The 2016–2020 5-year American Community Survey estimates show that the median household income was $40,238 (with a margin of error of +/- $8,612) and the median family income was $62,813 (+/- $8,702). Males had a median income of $34,273 (+/- $1,482) versus $25,293 (+/- $7,452) for females. The median income for those above 16 years old was $31,806 (+/- $6,989). Approximately, 4.8% of families and 12.2% of the population were below the poverty line, including 19.2% of those under the age of 18 and 3.8% of those ages 65 or over.

===2010 census===
As of the census of 2010, there were 1,991 people, 949 households, and 533 families living in the city. The population density was 1005.6 PD/sqmi. There were 1,162 housing units at an average density of 586.9 /sqmi. The racial makeup of the city was 97.5% White, 0.3% African American, 0.2% Native American, 0.6% Asian, 0.5% from other races, and 1.0% from two or more races. Hispanic or Latino of any race were 1.4% of the population.

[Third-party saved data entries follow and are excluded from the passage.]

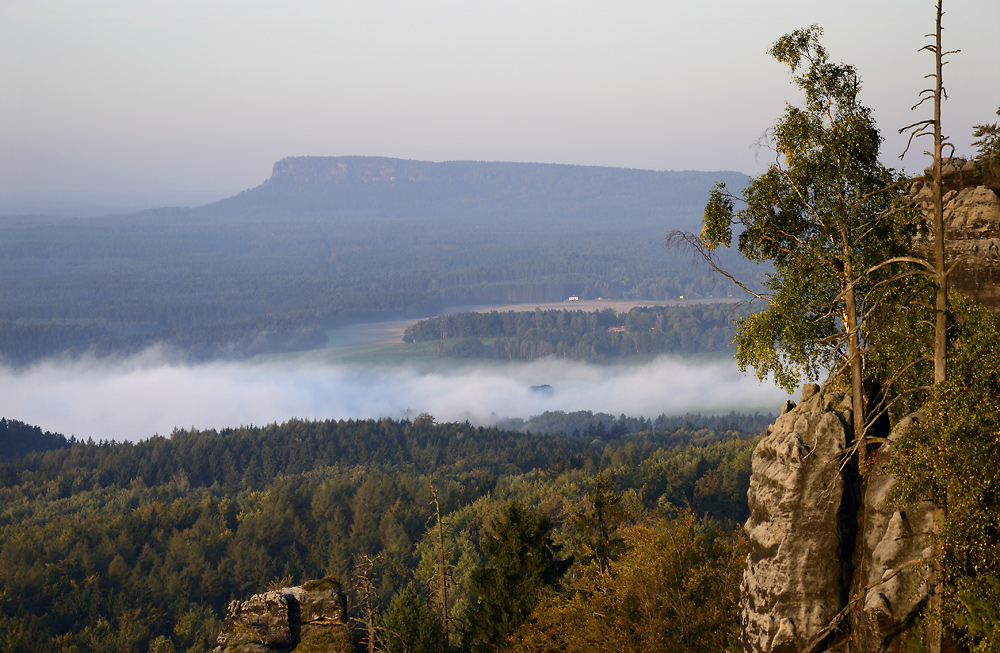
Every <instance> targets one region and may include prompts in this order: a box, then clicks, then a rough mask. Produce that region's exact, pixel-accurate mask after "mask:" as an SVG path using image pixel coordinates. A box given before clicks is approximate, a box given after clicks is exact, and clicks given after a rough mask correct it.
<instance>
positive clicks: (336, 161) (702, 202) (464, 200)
mask: <svg viewBox="0 0 1000 653" xmlns="http://www.w3.org/2000/svg"><path fill="white" fill-rule="evenodd" d="M746 179H747V177H746V175H743V174H741V173H737V172H697V171H682V172H676V171H655V170H635V169H629V168H608V167H597V166H581V165H565V164H554V163H507V162H480V161H445V162H429V161H412V160H406V159H392V158H386V157H374V156H337V157H321V156H296V157H288V158H284V159H281V160H280V161H278V162H277V163H275V164H274V168H273V171H272V174H271V177H270V178H268V179H267V180H266V181H265V182H264V183H263V184H261V185H260V186H256V187H254V188H250V189H248V190H245V191H243V192H242V193H240V194H239V195H236V196H234V197H230V198H228V199H225V200H222V201H220V202H216V203H214V204H209V205H208V206H205V207H201V208H200V209H195V211H196V213H197V214H198V215H201V216H204V217H206V218H214V217H228V218H230V219H233V218H240V219H247V218H250V219H255V218H264V217H270V218H275V217H277V218H295V217H306V218H310V219H313V218H327V217H332V216H334V215H336V216H337V218H338V219H340V220H352V219H357V220H370V219H372V218H375V219H379V220H381V219H397V218H398V219H404V220H413V219H416V220H420V221H425V220H440V219H443V220H446V221H449V220H452V221H453V220H467V219H486V220H493V219H495V218H498V217H500V218H504V219H514V220H515V221H523V220H528V221H531V222H535V221H539V220H544V221H548V222H550V224H551V221H553V220H555V221H557V222H558V221H560V220H568V221H569V222H568V223H567V225H566V226H568V227H572V226H573V225H575V224H587V223H589V224H595V223H597V224H608V223H610V221H612V220H615V221H617V222H619V223H622V224H624V223H625V222H628V223H630V225H631V226H633V227H634V226H636V225H637V223H636V222H635V221H636V220H638V221H639V223H643V224H644V225H645V226H646V227H647V228H648V227H653V226H654V225H655V227H656V230H657V233H659V232H660V231H662V230H663V229H664V228H665V225H666V224H668V223H670V218H673V217H675V216H681V215H683V216H684V223H683V224H675V225H674V226H675V227H683V228H695V227H696V226H697V225H696V224H695V223H696V221H697V220H698V219H699V218H700V215H701V209H702V208H703V206H704V202H705V197H706V196H707V193H708V191H709V190H710V189H711V188H712V186H713V185H714V184H715V182H716V181H725V182H727V183H728V184H729V185H730V187H731V188H742V186H743V185H744V184H745V183H746ZM192 218H194V219H197V215H193V216H192ZM581 221H582V222H581Z"/></svg>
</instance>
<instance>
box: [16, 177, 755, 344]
mask: <svg viewBox="0 0 1000 653" xmlns="http://www.w3.org/2000/svg"><path fill="white" fill-rule="evenodd" d="M717 179H722V180H725V181H728V182H729V183H730V184H731V185H734V186H739V185H741V184H742V183H743V182H744V181H745V177H743V176H742V175H738V174H736V173H707V172H653V171H645V170H624V169H615V168H591V167H583V166H563V165H549V164H521V163H473V162H449V163H427V162H420V161H401V160H397V159H384V158H375V157H332V158H324V157H296V158H290V159H283V160H281V161H279V162H278V163H277V164H275V168H274V173H273V174H272V176H271V178H270V179H268V180H267V181H266V182H265V183H264V184H262V185H260V186H257V187H256V188H252V189H250V190H247V191H245V192H243V193H240V194H239V195H237V196H235V197H232V198H229V199H226V200H223V201H220V202H216V203H214V204H209V205H206V206H203V207H199V208H195V209H169V208H165V209H157V210H152V211H145V212H142V213H138V214H130V215H119V216H105V217H101V218H90V219H61V218H0V274H2V275H3V278H4V279H5V282H6V283H5V284H4V286H3V287H2V288H0V359H6V360H7V361H9V362H12V363H26V362H30V361H32V360H37V359H38V358H40V357H44V356H48V355H52V354H64V353H70V354H75V353H79V352H82V351H93V352H96V353H99V354H101V353H107V352H128V351H134V350H137V349H141V348H144V347H146V346H148V345H150V344H151V343H154V342H166V343H168V344H170V345H172V346H174V347H176V348H178V349H180V350H181V351H183V352H185V353H186V355H187V356H188V357H191V358H197V359H204V358H211V357H215V356H219V355H223V354H224V355H235V356H243V355H250V354H254V353H258V352H262V351H276V350H287V349H303V348H310V347H315V346H319V345H322V344H323V342H324V341H325V336H324V331H325V330H326V329H329V328H331V327H334V326H338V325H343V324H347V323H350V322H352V321H358V320H368V321H372V320H378V319H392V318H397V317H401V316H407V317H409V316H427V315H433V314H435V313H439V312H441V311H442V310H444V308H445V307H446V306H449V305H463V304H464V305H467V304H487V305H488V304H504V303H514V302H523V301H531V302H534V301H558V300H562V299H565V298H566V297H567V296H569V295H576V296H580V297H583V298H587V297H598V296H601V297H606V298H617V297H625V296H627V295H628V296H634V297H637V298H640V299H651V300H659V299H668V298H675V297H676V296H677V295H681V294H684V295H687V296H712V295H713V294H720V293H725V292H727V291H728V287H727V286H726V284H724V283H723V282H722V281H721V280H719V279H715V278H712V277H710V276H708V275H707V272H706V271H705V270H692V269H691V266H690V260H689V258H688V257H686V256H685V257H683V258H676V257H673V258H672V257H671V256H669V255H668V254H666V253H665V252H664V251H663V247H662V244H661V243H662V235H663V233H664V232H665V231H666V230H668V229H675V228H682V229H684V228H687V229H690V228H694V227H695V226H696V225H697V223H698V221H699V220H700V215H701V208H702V205H703V202H704V198H705V196H706V194H707V192H708V190H709V189H710V188H711V186H712V184H713V183H714V182H715V181H716V180H717ZM744 271H745V272H747V273H748V274H749V275H751V276H752V275H753V274H754V272H753V271H752V270H750V269H749V268H744ZM744 276H746V275H744Z"/></svg>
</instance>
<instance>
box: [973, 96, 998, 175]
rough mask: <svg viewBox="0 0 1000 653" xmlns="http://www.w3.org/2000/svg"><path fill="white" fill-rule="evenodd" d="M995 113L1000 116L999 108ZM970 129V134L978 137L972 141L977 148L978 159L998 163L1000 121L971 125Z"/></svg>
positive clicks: (973, 143) (984, 161) (993, 162)
mask: <svg viewBox="0 0 1000 653" xmlns="http://www.w3.org/2000/svg"><path fill="white" fill-rule="evenodd" d="M997 115H998V116H1000V109H997ZM972 129H973V132H972V135H973V136H975V137H976V138H978V139H979V140H977V141H976V142H975V143H973V145H975V146H976V147H977V148H978V150H979V160H980V161H982V162H989V163H993V164H998V163H1000V123H996V122H995V123H993V124H982V125H973V126H972Z"/></svg>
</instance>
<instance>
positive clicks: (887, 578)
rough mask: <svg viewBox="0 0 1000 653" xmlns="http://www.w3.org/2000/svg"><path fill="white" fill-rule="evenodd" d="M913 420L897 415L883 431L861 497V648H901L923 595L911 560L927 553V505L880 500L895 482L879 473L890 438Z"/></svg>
mask: <svg viewBox="0 0 1000 653" xmlns="http://www.w3.org/2000/svg"><path fill="white" fill-rule="evenodd" d="M917 419H919V417H918V416H913V415H911V416H910V417H907V418H905V419H903V420H902V421H901V422H900V423H899V424H898V425H897V426H896V428H895V429H894V430H893V432H892V434H891V435H890V436H889V443H887V444H884V445H882V446H881V447H879V449H878V451H877V452H875V454H873V456H872V467H871V469H870V473H869V475H868V482H867V487H866V491H865V499H864V512H863V515H864V532H863V538H862V539H861V541H860V542H859V544H860V545H861V546H860V547H859V554H860V556H859V557H860V559H861V566H860V569H858V573H857V576H858V581H859V583H858V584H859V585H860V586H861V587H863V588H866V592H865V595H864V600H863V602H862V604H861V612H860V616H858V617H857V620H856V622H855V627H854V631H855V633H854V635H855V641H857V642H858V644H859V646H860V650H863V651H886V652H889V653H896V652H897V651H898V652H900V653H902V652H903V651H906V650H907V649H906V647H905V645H904V644H905V641H906V639H907V636H906V632H905V631H906V629H907V628H908V627H909V626H910V625H911V624H912V622H913V620H914V619H915V618H916V617H917V616H918V615H919V612H920V610H921V609H922V608H923V606H924V603H925V602H926V600H927V588H926V587H925V586H924V576H923V573H922V568H920V567H916V566H914V564H913V561H916V560H926V559H928V558H929V557H930V556H931V550H930V542H929V540H928V536H927V533H929V532H930V531H931V529H932V526H933V517H934V516H933V512H932V509H933V506H932V505H931V504H930V503H922V504H921V505H919V506H916V507H915V508H914V509H910V510H901V509H895V508H893V507H892V506H891V505H889V503H888V502H887V501H886V498H887V496H888V494H889V491H890V490H892V488H893V487H894V486H895V485H896V481H895V480H894V479H893V478H892V476H890V475H889V474H887V473H886V472H885V466H886V465H887V464H888V463H889V460H890V458H891V456H892V443H893V442H894V441H895V440H896V439H897V438H898V437H899V436H900V435H901V434H902V432H903V431H904V430H905V429H906V427H908V426H910V424H912V423H913V422H915V421H917Z"/></svg>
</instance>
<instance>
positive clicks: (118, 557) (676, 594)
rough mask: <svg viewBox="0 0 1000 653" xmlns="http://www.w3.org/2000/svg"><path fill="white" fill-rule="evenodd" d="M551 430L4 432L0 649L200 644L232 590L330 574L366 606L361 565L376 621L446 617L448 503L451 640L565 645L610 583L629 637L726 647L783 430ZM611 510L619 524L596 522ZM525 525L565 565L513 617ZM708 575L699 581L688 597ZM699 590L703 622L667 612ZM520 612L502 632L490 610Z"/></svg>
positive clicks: (449, 595)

There were 949 households, of which 19.8% had children under the age of 18 living with them, 47.3% were married couples living together, 6.7% had a female householder with no husband present, 2.1% had a male householder with no wife present, and 43.8% were non-families. 41.3% of all households were made up of individuals, and 24.5% had someone living alone who was 65 years of age or older. The average household size was 1.99 and the average family size was 2.67.

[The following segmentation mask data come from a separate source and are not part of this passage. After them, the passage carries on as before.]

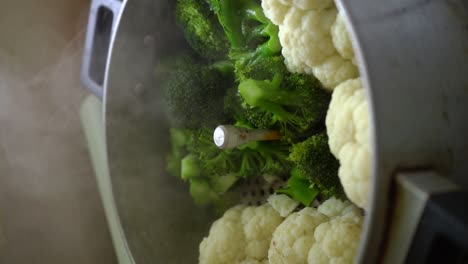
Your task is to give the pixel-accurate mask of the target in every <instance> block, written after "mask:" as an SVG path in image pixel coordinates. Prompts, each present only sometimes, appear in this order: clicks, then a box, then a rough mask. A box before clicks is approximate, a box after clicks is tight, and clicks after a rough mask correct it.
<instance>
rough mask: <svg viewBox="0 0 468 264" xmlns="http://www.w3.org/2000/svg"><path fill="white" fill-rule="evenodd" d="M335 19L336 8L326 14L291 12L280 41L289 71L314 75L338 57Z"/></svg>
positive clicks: (285, 16) (290, 12)
mask: <svg viewBox="0 0 468 264" xmlns="http://www.w3.org/2000/svg"><path fill="white" fill-rule="evenodd" d="M335 16H336V9H334V8H333V9H330V10H325V11H315V10H308V11H304V10H301V9H299V8H296V7H291V8H290V9H289V11H288V13H287V14H286V16H285V18H284V21H283V24H282V25H280V26H279V39H280V42H281V46H282V47H283V49H282V52H283V56H284V57H285V63H286V66H287V67H288V69H289V70H292V69H296V71H298V72H306V73H307V72H311V68H312V67H314V66H318V65H320V64H322V63H323V62H324V61H325V60H326V59H327V58H328V57H330V56H332V55H333V54H335V53H336V50H335V47H334V46H333V42H332V39H331V35H330V28H331V25H332V24H333V22H334V20H335ZM304 65H305V66H304ZM301 68H302V69H301ZM307 68H309V69H307Z"/></svg>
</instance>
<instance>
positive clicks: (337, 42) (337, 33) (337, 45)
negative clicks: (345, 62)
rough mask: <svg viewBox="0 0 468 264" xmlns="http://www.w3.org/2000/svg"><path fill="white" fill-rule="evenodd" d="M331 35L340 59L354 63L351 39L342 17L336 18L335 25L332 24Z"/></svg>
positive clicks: (336, 16) (354, 59) (338, 16)
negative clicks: (348, 60)
mask: <svg viewBox="0 0 468 264" xmlns="http://www.w3.org/2000/svg"><path fill="white" fill-rule="evenodd" d="M331 35H332V39H333V45H335V48H336V50H337V51H338V53H339V54H340V55H341V57H343V58H345V59H347V60H350V61H352V62H353V63H355V59H354V50H353V46H352V44H351V39H350V38H349V33H348V31H347V30H346V24H345V21H344V19H343V16H342V15H340V14H338V15H337V16H336V20H335V23H333V26H332V27H331Z"/></svg>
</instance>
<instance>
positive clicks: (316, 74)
mask: <svg viewBox="0 0 468 264" xmlns="http://www.w3.org/2000/svg"><path fill="white" fill-rule="evenodd" d="M312 73H313V74H314V75H315V77H317V79H319V80H320V82H321V83H322V85H323V86H324V87H325V88H326V89H327V90H333V89H334V88H335V87H336V86H337V85H338V84H340V83H341V82H343V80H348V79H352V78H356V77H358V76H359V71H358V69H357V67H356V66H355V65H354V64H352V63H351V61H349V60H345V59H343V58H342V57H341V56H340V55H334V56H332V57H329V58H328V59H327V60H325V62H324V63H323V64H322V65H319V66H317V67H313V68H312Z"/></svg>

The median age in the city was 51.6 years. 18.1% of residents were under the age of 18; 4.5% were between the ages of 18 and 24; 18% were from 25 to 44; 26.5% were from 45 to 64; and 32.9% were 65 years of age or older. The gender makeup of the city was 46.3% male and 53.7% female.

==Media==
The city is served by The Belleville Telescope newspaper, established in 1870 and published continuously since 1873.

==Education==
The community is served by Republic County USD 109 public school district. It was formed in 2006 by the consolidation of Belleville USD 427 and Hillcrest USD 455.

==Area attractions==
- Blair Theatre
- Boyer Gallery
- Republic County Historical Society Museum
- Belleville High Banks, Named "The fastest dirt track in the world"

==Notable people==

- Larry Cheney (1886–1969), Major League Baseball player
- Nick Hague (born 1975), NASA astronaut, Colonel in United States Air Force, born in Belleville
- Brian A. Larkins (1946–2025), molecular biologist
- Dean Nesmith, professional football player and noted athletic trainer
- A.Q. Miller, namesake of the A.Q. Miller School of Journalism and Mass Communications at Kansas State University.